Brain Working Overtime

That doesn’t mean that what it’s working on is at all useful.

Listened to this Monday.

My response to Reason was as follows:


I absolutely appreciate the mention of USDS and what Musk wants to do with it.

One of my friends from college worked for USDS’s predecessor, 18F, after he’d decided he didn’t want to go back to Google following an extraordinary amount of work on what’d become G+.

One of the movers behind USDS is Jennifer Pahlka. She wrote a pretty good book about what she did there. Her Substack is “Eating Policy.

Consuming that recently has been frustrating. She, and the sort of people who work at USDS, believe government’s inability to deliver services or fix problems is government service delivery problems.

I worry that Elon thinks that that’s the problem, too. (Jennifer also is big on thinking that government can solve the coming climate apocalypse…)

I mentioned my college friend who worked there; I was the awkward guy on campus campaigning for Harry Browne.

Government Doesn’t Work.

Elon’s reinforces that with his space efforts. So, too, has Space Cowboy Jeff (Bezos).

Agree with Vivek’s concerns about debt and spending, but I’m not sure, like SS/Medicare, that anybody has any real idea what to do about it.


A significant part of what 18F/USDS was doing was in reaction to the failed rollout of healthcare.gov.

The botched rollout of healthcare.gov was really just a point of mild interest when it was going on.

I’m not going to fully revisit my travails with healthcare from 2013-2017ish, but I will say that the big issues with healthcare.gov was that the Exchange plans I paid for with after-tax dollars were very expensive, and would have to be better to suck.

The private plan I had in 2014 was okay, but couldn’t be sold for 2014. The most-expensive Exchange plant we had for 2015, and it would have had to improve to suck. None of the specialists I’d been seeing accepted it, with a few asking if it was a Medicaid plan.
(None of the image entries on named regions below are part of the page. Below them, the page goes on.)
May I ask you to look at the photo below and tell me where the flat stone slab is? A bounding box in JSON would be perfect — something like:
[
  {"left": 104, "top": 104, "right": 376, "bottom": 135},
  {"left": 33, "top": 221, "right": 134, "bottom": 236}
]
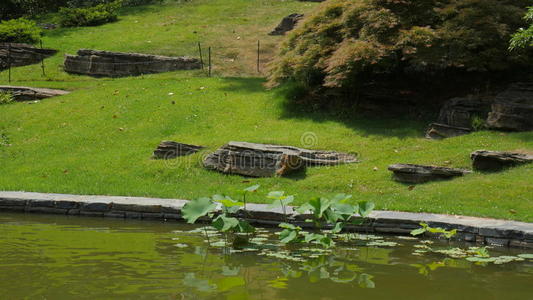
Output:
[
  {"left": 426, "top": 123, "right": 472, "bottom": 140},
  {"left": 152, "top": 141, "right": 205, "bottom": 159},
  {"left": 269, "top": 14, "right": 304, "bottom": 35},
  {"left": 64, "top": 49, "right": 201, "bottom": 77},
  {"left": 470, "top": 150, "right": 533, "bottom": 172},
  {"left": 389, "top": 164, "right": 471, "bottom": 184},
  {"left": 204, "top": 142, "right": 357, "bottom": 177},
  {"left": 0, "top": 191, "right": 533, "bottom": 249},
  {"left": 0, "top": 85, "right": 70, "bottom": 101}
]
Uh, no, I’m paying something like $750/mo. for this.

I do credit Biogen in helping me find plans for 2015-2017 that covered a lot of my care, but it didn’t change the fact that I was still paying north of $500/mo for myself and my undergrad wife. After about my fourth Tysabri dose of year, I’d met all my deductibles for the year.

But I was still paying something north of $500/mo..

So, while the rollout for healthcare.gov wasn’t done well, the fact that the service it was providing sucked doesn’t change.

I don’t know that there’s a good way to fix any of that.

Part of what they were discussing during the Reason show was that there’s a lot of emphasis on really extending work from USDS, but it doesn’t change the fact that government just doesn’t work. You can do an incredible amount of work expanding service delivery, but if the service isn’t good, does it matter?